By EDRi · November 27, 2014

After EDRi published a leaked draft by the Italian EU Presidency
to weaken proposals on net neutrality, the European Parliament has hit back with a strongly-worded resolution (see paragraphs 8 and 14). The final version will be linked here when available). The resolution was adopted with 458 in favour and 173 against.

The resolution re-asserts the Parliament’s view that strong net neutrality rules are needed, both for the fundamental rights, for innovation and competition.

The resolution calls for “more legal certainty” for net neutrality and stresses that “all internet traffic should be treated equally, without discrimination, restriction or interference, irrespective of its sender, receiver, type, content, device, service or application”.

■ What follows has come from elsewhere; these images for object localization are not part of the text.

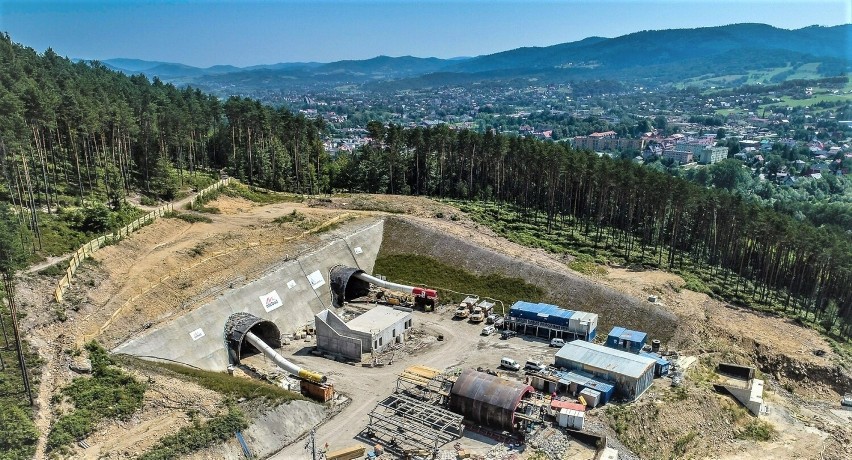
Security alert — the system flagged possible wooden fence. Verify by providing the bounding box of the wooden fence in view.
[53,177,231,302]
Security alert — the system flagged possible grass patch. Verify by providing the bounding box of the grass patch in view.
[163,211,213,224]
[373,254,544,312]
[220,182,305,204]
[346,195,406,214]
[139,406,248,460]
[736,418,775,441]
[606,405,633,436]
[150,363,305,403]
[47,342,145,453]
[192,205,222,214]
[681,273,711,294]
[38,261,68,277]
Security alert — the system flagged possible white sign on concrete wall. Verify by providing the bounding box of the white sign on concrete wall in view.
[260,291,284,313]
[308,270,325,289]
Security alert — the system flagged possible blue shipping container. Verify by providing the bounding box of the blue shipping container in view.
[606,326,648,353]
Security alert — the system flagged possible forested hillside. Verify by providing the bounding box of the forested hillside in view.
[0,36,852,337]
[0,35,327,259]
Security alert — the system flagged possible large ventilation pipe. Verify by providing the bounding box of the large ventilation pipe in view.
[246,332,327,383]
[329,265,438,307]
[225,312,327,383]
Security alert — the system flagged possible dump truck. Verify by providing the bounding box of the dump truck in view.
[455,296,479,318]
[470,300,494,323]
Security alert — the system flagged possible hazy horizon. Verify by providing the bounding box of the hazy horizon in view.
[0,0,852,67]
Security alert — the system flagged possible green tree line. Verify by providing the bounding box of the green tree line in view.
[0,36,852,337]
[330,123,852,338]
[0,35,328,255]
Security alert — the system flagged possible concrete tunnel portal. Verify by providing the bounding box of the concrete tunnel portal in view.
[329,265,438,309]
[225,312,327,383]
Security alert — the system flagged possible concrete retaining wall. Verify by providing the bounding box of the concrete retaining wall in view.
[113,221,384,371]
[316,310,370,361]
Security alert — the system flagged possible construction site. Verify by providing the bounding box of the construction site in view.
[19,196,852,460]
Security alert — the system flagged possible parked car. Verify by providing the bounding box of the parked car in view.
[500,358,521,371]
[524,359,545,372]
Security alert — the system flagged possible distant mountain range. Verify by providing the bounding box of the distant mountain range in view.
[96,24,852,95]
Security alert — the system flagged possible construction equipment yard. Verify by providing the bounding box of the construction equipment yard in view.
[18,195,852,460]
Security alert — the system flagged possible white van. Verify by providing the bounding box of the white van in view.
[500,358,521,371]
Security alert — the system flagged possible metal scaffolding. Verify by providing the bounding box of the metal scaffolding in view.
[363,393,464,452]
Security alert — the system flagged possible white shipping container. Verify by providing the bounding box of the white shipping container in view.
[556,409,568,428]
[556,409,586,430]
[580,388,601,407]
[568,410,586,430]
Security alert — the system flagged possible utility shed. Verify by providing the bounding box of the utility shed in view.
[450,369,533,430]
[606,326,648,353]
[556,340,656,400]
[315,305,412,361]
[639,351,671,377]
[506,301,598,341]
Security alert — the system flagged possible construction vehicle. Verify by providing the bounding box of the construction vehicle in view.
[470,300,494,323]
[350,269,438,311]
[376,289,412,307]
[455,296,479,318]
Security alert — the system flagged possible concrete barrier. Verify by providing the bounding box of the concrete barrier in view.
[113,220,384,371]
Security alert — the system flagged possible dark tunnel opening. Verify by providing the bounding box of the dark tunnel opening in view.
[225,312,281,364]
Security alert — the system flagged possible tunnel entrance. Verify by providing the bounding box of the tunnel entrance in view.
[225,312,281,364]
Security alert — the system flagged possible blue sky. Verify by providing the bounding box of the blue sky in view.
[0,0,852,66]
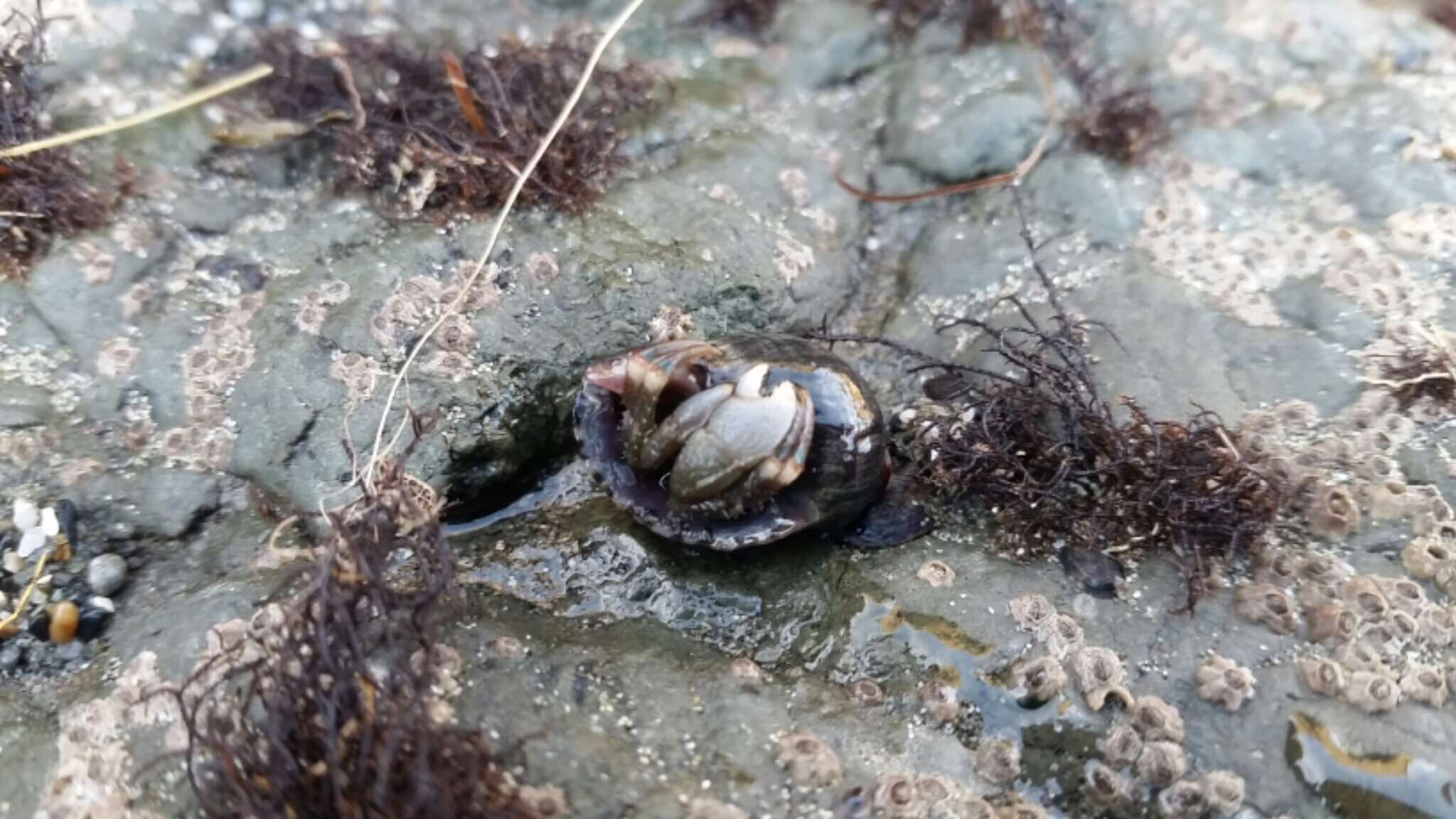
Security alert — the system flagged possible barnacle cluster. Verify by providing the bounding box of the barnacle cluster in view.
[159,291,264,469]
[1194,654,1253,711]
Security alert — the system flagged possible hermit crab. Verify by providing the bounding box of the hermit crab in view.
[574,335,929,551]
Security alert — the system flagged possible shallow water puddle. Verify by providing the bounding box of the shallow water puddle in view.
[849,594,1078,736]
[1284,711,1456,819]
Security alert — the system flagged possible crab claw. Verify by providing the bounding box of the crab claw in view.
[668,364,814,508]
[620,340,718,469]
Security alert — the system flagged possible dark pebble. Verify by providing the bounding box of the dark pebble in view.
[55,498,82,550]
[75,604,112,643]
[1060,547,1127,597]
[0,640,25,672]
[26,611,51,640]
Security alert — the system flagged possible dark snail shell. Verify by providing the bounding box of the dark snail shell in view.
[575,335,889,551]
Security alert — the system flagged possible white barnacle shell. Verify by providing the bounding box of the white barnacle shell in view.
[1339,574,1391,622]
[779,733,845,787]
[1007,594,1057,633]
[1401,535,1453,580]
[1401,663,1450,708]
[1137,742,1188,788]
[1192,654,1253,711]
[1133,694,1184,742]
[1071,646,1133,711]
[1157,780,1209,819]
[1082,759,1133,805]
[1203,771,1243,816]
[1305,602,1360,646]
[1233,583,1295,634]
[1376,577,1425,615]
[10,497,41,532]
[1299,657,1349,697]
[1102,723,1143,768]
[1037,614,1082,660]
[1415,605,1456,648]
[1344,672,1401,714]
[975,736,1021,786]
[1017,657,1067,702]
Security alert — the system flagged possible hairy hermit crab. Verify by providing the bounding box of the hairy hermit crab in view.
[575,335,929,551]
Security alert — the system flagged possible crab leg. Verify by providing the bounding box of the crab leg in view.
[621,341,718,466]
[668,364,813,505]
[632,383,734,469]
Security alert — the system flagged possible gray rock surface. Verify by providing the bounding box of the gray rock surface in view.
[86,554,127,597]
[0,0,1456,819]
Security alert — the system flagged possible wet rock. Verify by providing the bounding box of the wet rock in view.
[1270,279,1379,350]
[0,640,25,672]
[885,46,1047,182]
[75,597,117,643]
[0,382,53,429]
[75,466,221,537]
[86,554,127,597]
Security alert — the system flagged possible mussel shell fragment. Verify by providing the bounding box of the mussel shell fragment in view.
[574,335,889,551]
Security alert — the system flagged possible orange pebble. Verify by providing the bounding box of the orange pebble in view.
[50,601,82,644]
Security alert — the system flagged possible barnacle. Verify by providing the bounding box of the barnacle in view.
[779,733,845,788]
[1253,550,1300,586]
[1137,742,1188,788]
[875,774,924,819]
[1037,614,1082,660]
[1431,560,1456,597]
[1401,663,1450,708]
[1364,479,1411,520]
[1192,654,1253,711]
[1299,552,1356,583]
[1401,535,1452,580]
[1305,602,1360,646]
[1082,759,1133,805]
[1344,672,1401,714]
[1374,577,1425,615]
[916,560,955,589]
[1356,612,1414,657]
[1415,605,1456,648]
[1071,646,1133,711]
[1339,576,1391,622]
[975,736,1021,786]
[1233,583,1295,634]
[1296,583,1344,616]
[1007,594,1057,633]
[1203,771,1243,816]
[1157,780,1209,819]
[1102,723,1143,768]
[1306,486,1360,540]
[1270,400,1319,430]
[1017,657,1067,705]
[914,777,951,805]
[1299,657,1348,697]
[1133,694,1184,742]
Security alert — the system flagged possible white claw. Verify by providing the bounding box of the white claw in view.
[734,364,783,398]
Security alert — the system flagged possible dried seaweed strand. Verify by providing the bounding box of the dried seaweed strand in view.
[0,65,272,159]
[364,0,643,482]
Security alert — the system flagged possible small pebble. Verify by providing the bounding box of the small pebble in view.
[86,554,127,597]
[45,601,82,644]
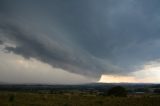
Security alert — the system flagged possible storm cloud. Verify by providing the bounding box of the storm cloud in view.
[0,0,160,77]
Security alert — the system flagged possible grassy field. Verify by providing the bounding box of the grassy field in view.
[0,92,160,106]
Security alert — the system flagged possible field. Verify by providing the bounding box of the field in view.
[0,91,160,106]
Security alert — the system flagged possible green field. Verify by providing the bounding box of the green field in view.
[0,91,160,106]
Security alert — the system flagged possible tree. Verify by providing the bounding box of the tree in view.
[107,86,127,97]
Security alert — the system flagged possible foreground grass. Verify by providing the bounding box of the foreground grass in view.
[0,92,160,106]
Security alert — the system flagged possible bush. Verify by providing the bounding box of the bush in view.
[107,86,127,97]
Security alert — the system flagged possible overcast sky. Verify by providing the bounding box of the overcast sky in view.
[0,0,160,84]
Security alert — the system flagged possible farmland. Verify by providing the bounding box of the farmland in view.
[0,85,160,106]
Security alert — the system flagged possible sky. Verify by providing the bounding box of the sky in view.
[0,0,160,84]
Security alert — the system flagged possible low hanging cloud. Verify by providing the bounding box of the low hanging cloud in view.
[0,0,160,77]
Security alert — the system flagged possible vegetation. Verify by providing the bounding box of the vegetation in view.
[0,91,160,106]
[107,86,127,97]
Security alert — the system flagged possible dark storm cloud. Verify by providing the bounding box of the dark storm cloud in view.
[0,0,160,77]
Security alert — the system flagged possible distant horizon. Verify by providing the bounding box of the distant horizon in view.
[0,0,160,84]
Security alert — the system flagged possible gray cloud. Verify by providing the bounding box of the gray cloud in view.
[0,0,160,77]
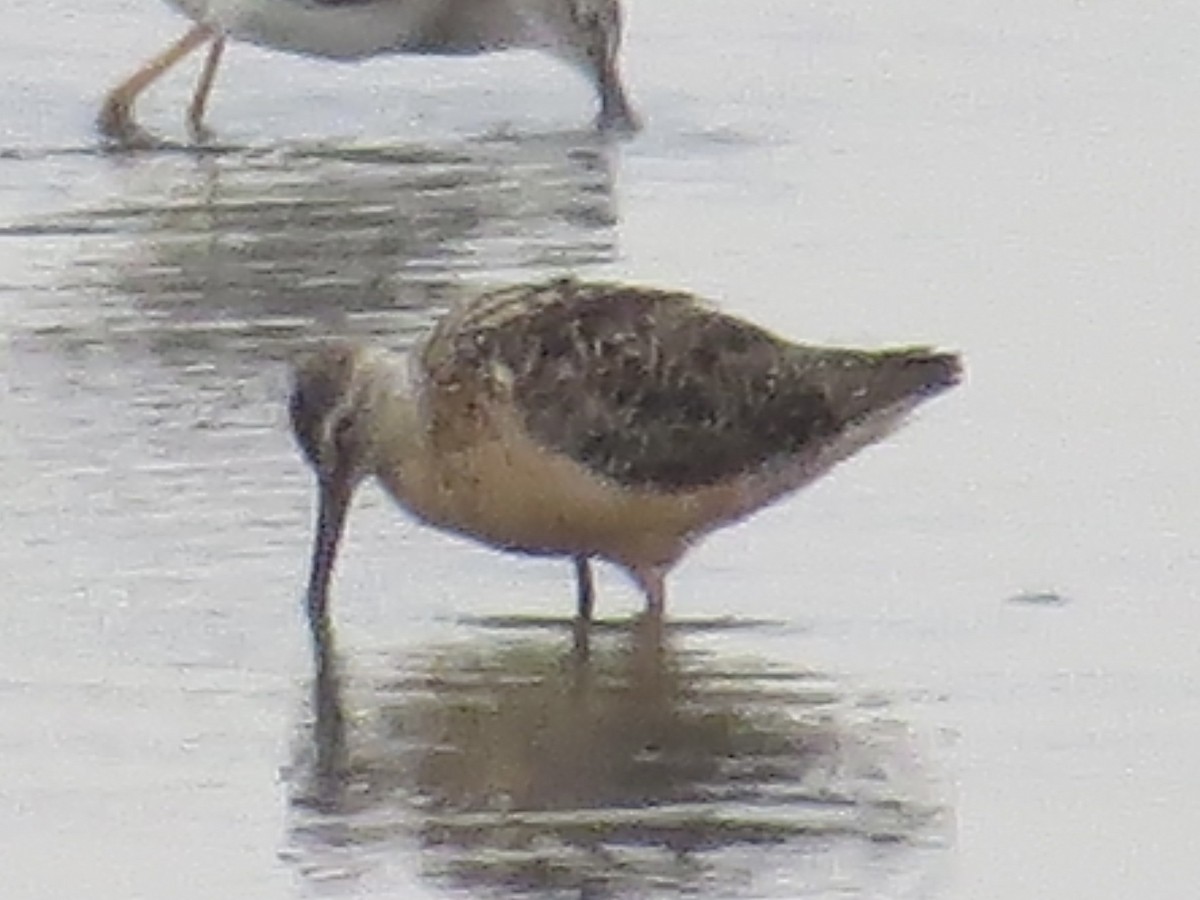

“Treated equally” goes beyond a simple ban on blocking or throttling of services. It also covers, for example, price discrimination, where some online monopolies can be accessed without additional download charges, while users have to pay to access every other service.

Under price discrimination, the “internet” thereby becomes an impoverished shell pushing internet users into the hands of monopolies and excluding competitors. Unfortunately, price discrimination is increasingly common in Europe – to the detriment of freedom of communication and innovation.

In a separate development this week, Dutch Liberal Member of the European Parliament (MEP) Marietje Schaake prepared a strongly pro net neutrality letter to be sent to the Council. In just a few hours, she gathered the signatures of 130 MEPs (nearly 20% of the Parliament) demanding clear net neutrality rules “to foster innovation and competition”.

The European Commission’s position remains unclear. It claims to be in favour of net neutrality, but behind closed doors in EU Council discussions, it remains steadfastly wedded to the notion that restricting an online service by price discrimination is not a limitation on net neutrality. We doubt if an online start-up that is being forced out of the market due to price discrimination rather than due to being throttled would appreciate the Commission’s secret nuance.

The anti-net neutrality lobby took a further hit this morning in the EU Council, as several countries expressed their opposition to the Italian Presidency’s attempts to undermine the legislative proposal.